Mr. Myers is asking people to bring him consecrated hosts from Mass: the Body of Christ. It’s interesting that he seems to believe there’s a difference from unconsecrated hosts (which anyone can order off the Internet). However, he has know way of knowing by sight whether they’re consecrated or not. They’re just little circles made from wheat and water, not even what I’d call a cracker. I make crackers from nutritious ingredients, with some substance so that they’ll hold cheese or taboulet.
This reminds me of the time Jesus met the possessed man, and the demon said, “I know who you are - the Holy One of God!”
I believe the professor made clear he was trying to obtain a transubstantiated host. Wafers: not so tought to get.
A piece of unleavened bread until it is consecrated.

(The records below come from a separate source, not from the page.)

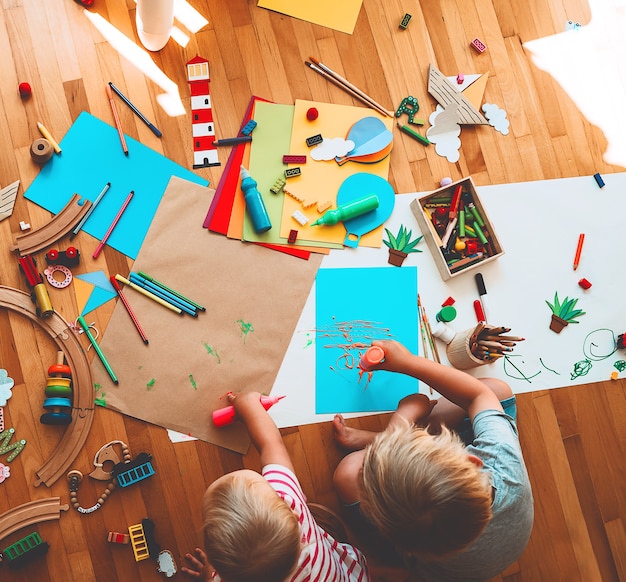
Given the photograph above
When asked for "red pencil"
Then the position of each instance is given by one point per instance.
(579, 249)
(113, 224)
(133, 317)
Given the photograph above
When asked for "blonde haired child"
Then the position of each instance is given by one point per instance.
(259, 528)
(454, 510)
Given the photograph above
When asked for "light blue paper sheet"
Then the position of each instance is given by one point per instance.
(353, 307)
(92, 156)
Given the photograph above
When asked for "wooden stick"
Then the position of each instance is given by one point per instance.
(344, 84)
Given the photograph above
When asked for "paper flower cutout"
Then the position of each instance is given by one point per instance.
(496, 117)
(329, 149)
(5, 472)
(6, 384)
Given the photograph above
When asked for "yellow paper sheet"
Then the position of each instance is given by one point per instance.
(340, 16)
(320, 180)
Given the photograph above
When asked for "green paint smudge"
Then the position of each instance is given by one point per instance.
(212, 352)
(99, 400)
(245, 327)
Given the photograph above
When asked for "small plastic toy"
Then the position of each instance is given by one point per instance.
(25, 90)
(478, 45)
(58, 393)
(312, 114)
(248, 128)
(404, 23)
(24, 551)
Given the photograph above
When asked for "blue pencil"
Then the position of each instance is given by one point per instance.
(163, 294)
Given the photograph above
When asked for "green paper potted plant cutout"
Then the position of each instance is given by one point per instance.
(563, 312)
(401, 245)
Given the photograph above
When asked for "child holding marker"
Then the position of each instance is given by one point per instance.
(259, 528)
(445, 484)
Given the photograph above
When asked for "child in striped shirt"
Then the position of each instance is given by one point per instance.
(258, 527)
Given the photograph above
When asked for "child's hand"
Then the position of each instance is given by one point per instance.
(200, 566)
(397, 356)
(415, 407)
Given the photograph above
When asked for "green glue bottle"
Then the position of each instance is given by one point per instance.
(349, 210)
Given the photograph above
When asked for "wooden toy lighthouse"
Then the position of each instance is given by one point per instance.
(203, 129)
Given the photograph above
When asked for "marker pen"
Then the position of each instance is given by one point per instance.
(482, 292)
(254, 203)
(226, 415)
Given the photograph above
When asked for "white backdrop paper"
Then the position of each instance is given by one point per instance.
(538, 224)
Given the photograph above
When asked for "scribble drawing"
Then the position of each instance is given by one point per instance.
(351, 338)
(100, 395)
(212, 352)
(508, 363)
(246, 328)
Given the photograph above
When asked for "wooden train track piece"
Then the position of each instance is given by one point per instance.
(30, 513)
(84, 393)
(60, 225)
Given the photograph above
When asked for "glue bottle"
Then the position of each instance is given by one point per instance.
(349, 210)
(374, 355)
(226, 415)
(254, 203)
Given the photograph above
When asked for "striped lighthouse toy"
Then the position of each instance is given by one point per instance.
(203, 128)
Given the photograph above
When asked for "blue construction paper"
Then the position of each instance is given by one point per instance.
(92, 156)
(352, 308)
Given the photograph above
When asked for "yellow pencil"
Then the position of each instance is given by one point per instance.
(148, 294)
(46, 134)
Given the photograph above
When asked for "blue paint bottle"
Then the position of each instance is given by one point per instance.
(254, 203)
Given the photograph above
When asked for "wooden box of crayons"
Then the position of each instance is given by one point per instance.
(456, 228)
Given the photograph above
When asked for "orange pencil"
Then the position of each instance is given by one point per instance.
(579, 250)
(116, 117)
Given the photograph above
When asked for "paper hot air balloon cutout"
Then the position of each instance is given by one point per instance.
(372, 142)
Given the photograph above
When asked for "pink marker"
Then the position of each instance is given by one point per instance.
(374, 355)
(227, 415)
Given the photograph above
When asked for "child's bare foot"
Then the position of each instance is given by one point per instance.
(351, 438)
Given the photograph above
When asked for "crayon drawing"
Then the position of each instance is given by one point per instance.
(354, 307)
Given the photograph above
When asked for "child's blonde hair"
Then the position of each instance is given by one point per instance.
(249, 536)
(423, 492)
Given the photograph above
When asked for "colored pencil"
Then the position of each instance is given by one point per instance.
(131, 313)
(148, 294)
(116, 118)
(135, 110)
(96, 347)
(83, 220)
(579, 249)
(344, 84)
(172, 291)
(113, 225)
(48, 136)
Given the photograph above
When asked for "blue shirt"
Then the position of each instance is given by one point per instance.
(505, 537)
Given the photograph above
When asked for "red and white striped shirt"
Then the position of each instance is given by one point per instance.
(323, 559)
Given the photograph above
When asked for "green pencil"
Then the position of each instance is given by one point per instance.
(96, 347)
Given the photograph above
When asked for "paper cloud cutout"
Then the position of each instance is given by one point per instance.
(6, 384)
(444, 132)
(496, 117)
(330, 149)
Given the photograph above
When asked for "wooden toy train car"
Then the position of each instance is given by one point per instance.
(24, 551)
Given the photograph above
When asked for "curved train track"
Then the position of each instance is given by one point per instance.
(29, 514)
(82, 378)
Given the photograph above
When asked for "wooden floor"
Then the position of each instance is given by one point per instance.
(573, 438)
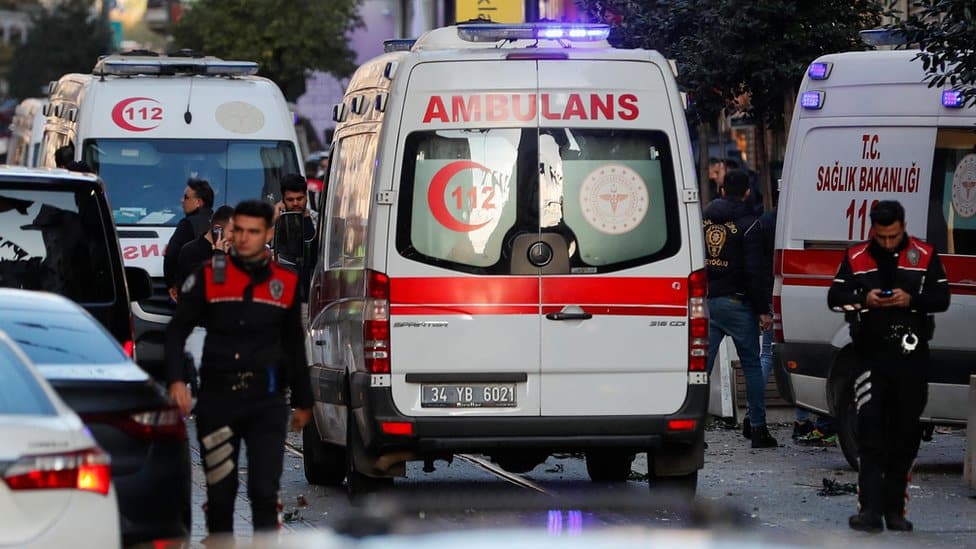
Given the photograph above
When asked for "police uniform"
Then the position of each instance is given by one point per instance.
(891, 387)
(254, 351)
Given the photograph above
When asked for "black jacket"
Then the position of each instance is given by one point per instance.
(734, 254)
(190, 227)
(914, 267)
(253, 322)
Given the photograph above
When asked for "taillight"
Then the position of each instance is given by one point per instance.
(164, 423)
(697, 322)
(376, 325)
(87, 470)
(778, 335)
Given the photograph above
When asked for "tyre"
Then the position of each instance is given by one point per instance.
(605, 466)
(325, 464)
(358, 484)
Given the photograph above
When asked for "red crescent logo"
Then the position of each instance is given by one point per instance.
(435, 196)
(119, 110)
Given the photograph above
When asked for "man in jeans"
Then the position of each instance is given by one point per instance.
(738, 293)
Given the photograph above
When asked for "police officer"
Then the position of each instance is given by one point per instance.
(254, 350)
(888, 287)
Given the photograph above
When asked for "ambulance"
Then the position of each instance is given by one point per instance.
(511, 262)
(26, 132)
(867, 127)
(146, 124)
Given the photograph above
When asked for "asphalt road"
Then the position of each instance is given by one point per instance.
(763, 495)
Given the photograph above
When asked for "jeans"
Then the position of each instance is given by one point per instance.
(731, 317)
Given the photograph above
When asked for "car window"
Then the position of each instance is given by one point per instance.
(952, 204)
(145, 178)
(59, 338)
(20, 392)
(55, 240)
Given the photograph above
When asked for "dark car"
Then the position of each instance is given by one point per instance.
(57, 235)
(128, 414)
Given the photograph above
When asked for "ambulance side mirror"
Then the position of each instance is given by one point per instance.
(289, 238)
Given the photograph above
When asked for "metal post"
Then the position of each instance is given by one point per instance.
(970, 467)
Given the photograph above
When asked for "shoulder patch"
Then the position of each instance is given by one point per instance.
(189, 283)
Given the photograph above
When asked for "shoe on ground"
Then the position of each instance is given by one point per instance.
(762, 439)
(802, 428)
(865, 522)
(897, 523)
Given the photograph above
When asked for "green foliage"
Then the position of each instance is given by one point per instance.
(67, 38)
(727, 48)
(286, 38)
(945, 32)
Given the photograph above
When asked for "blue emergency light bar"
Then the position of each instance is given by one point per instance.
(819, 71)
(812, 100)
(952, 99)
(492, 32)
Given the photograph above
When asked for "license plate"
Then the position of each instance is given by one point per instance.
(495, 395)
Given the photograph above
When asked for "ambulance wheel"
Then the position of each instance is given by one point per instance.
(325, 463)
(841, 391)
(358, 484)
(608, 466)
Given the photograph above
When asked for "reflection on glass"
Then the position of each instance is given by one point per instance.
(145, 178)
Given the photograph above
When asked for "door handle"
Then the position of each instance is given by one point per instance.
(564, 315)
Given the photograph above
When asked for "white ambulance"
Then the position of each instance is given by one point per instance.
(511, 262)
(26, 132)
(146, 124)
(866, 128)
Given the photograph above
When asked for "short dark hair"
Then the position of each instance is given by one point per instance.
(294, 183)
(887, 212)
(202, 188)
(222, 215)
(255, 208)
(736, 183)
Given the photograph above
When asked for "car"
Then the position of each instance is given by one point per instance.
(56, 480)
(128, 413)
(57, 235)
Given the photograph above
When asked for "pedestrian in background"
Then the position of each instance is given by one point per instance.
(738, 292)
(888, 287)
(198, 209)
(254, 351)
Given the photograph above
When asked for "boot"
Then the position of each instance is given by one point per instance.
(898, 523)
(866, 522)
(762, 439)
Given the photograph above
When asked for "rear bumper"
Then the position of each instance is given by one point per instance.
(442, 435)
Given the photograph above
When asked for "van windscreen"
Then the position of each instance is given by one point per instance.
(145, 178)
(608, 198)
(54, 239)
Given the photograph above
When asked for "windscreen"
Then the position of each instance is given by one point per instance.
(20, 393)
(145, 178)
(58, 338)
(55, 240)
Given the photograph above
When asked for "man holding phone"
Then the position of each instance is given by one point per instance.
(888, 287)
(202, 248)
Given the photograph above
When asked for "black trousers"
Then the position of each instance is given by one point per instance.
(225, 418)
(890, 396)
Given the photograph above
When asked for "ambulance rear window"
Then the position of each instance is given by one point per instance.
(472, 199)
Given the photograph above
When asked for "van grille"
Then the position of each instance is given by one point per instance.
(159, 303)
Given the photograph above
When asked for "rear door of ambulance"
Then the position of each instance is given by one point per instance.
(464, 307)
(614, 328)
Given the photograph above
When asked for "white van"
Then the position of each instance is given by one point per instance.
(867, 127)
(26, 133)
(511, 261)
(146, 124)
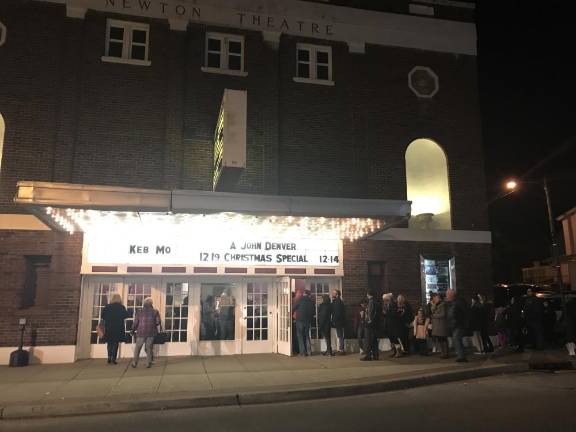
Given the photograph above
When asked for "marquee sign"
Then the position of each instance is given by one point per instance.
(141, 248)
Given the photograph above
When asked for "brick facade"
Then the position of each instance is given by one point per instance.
(54, 318)
(70, 117)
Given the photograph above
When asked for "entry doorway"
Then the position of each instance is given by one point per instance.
(96, 294)
(317, 287)
(211, 316)
(203, 316)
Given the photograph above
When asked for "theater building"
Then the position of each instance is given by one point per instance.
(223, 156)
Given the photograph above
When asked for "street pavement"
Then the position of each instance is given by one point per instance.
(207, 376)
(536, 401)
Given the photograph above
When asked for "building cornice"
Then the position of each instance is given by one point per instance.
(297, 18)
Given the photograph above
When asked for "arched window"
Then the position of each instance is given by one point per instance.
(2, 127)
(427, 185)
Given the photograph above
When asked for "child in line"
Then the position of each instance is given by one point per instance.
(420, 328)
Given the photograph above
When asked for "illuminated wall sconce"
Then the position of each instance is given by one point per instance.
(3, 32)
(423, 220)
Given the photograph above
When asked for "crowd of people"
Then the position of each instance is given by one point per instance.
(526, 320)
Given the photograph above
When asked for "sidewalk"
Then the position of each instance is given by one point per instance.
(92, 386)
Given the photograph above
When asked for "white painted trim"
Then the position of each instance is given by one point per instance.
(272, 38)
(120, 60)
(313, 50)
(332, 22)
(450, 3)
(75, 12)
(178, 25)
(224, 39)
(21, 222)
(444, 236)
(421, 9)
(223, 71)
(127, 43)
(313, 81)
(357, 47)
(119, 198)
(43, 354)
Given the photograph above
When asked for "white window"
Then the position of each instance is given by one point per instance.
(314, 64)
(127, 42)
(224, 54)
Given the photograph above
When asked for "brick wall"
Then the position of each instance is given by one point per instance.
(53, 320)
(72, 117)
(402, 268)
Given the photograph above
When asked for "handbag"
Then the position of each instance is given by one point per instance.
(160, 338)
(100, 330)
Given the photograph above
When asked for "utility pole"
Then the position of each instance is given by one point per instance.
(555, 251)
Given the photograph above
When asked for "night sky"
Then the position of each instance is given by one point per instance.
(528, 96)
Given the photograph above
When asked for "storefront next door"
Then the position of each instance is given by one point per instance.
(205, 317)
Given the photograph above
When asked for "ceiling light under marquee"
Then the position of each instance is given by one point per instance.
(213, 225)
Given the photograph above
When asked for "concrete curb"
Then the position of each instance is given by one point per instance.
(254, 398)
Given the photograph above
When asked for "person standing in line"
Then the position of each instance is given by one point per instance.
(549, 322)
(516, 319)
(304, 314)
(457, 317)
(420, 328)
(324, 325)
(501, 326)
(339, 319)
(371, 319)
(146, 326)
(113, 316)
(534, 316)
(359, 324)
(406, 317)
(475, 325)
(392, 324)
(440, 331)
(486, 319)
(570, 320)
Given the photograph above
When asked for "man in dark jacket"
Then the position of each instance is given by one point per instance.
(534, 316)
(457, 320)
(304, 316)
(371, 318)
(339, 318)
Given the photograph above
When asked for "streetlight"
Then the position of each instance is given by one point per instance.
(512, 185)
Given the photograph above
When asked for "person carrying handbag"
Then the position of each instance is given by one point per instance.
(146, 326)
(111, 328)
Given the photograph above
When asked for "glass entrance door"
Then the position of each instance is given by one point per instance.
(284, 317)
(257, 322)
(97, 293)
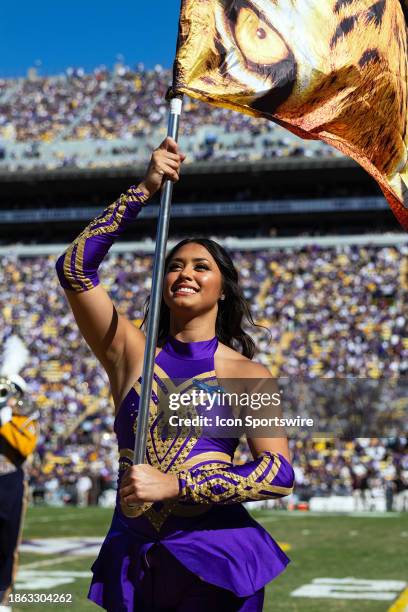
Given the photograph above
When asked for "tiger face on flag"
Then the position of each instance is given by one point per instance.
(333, 70)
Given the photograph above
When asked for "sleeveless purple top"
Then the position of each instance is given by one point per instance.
(222, 544)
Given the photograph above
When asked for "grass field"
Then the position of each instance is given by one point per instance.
(320, 546)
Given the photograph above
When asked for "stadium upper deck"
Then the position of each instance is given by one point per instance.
(111, 118)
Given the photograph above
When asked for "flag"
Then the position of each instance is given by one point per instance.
(330, 70)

1376 The Council of Trent summarizes the Catholic faith by declaring: "Because Christ our Redeemer said that it was truly his body that he was offering under the species of bread, it has always been the conviction of the Church of God, and this holy Council now declares again, that by the consecration of the bread and wine there takes place a change of the whole substance of the bread into the substance of the body of Christ our Lord and of the whole substance of the wine into the substance of his blood. This change the holy Catholic Church has fittingly and properly called transubstantiation."204
1377 The Eucharistic presence of Christ begins at the moment of the consecration and endures as long as the Eucharistic species subsist. Christ is present whole and entire in each of the species and whole and entire in each of their parts, in such a way that the breaking of the bread does not divide Christ.205
1413 By the consecration the transubstantiation of the bread and wine into the Body and Blood of Christ is brought about. Under the consecrated species of bread and wine Christ himself, living and glorious, is present in a true, real, and substantial manner: his Body and his Blood, with his soul and his divinity (cf. Council of Trent: DS 1640; 1651).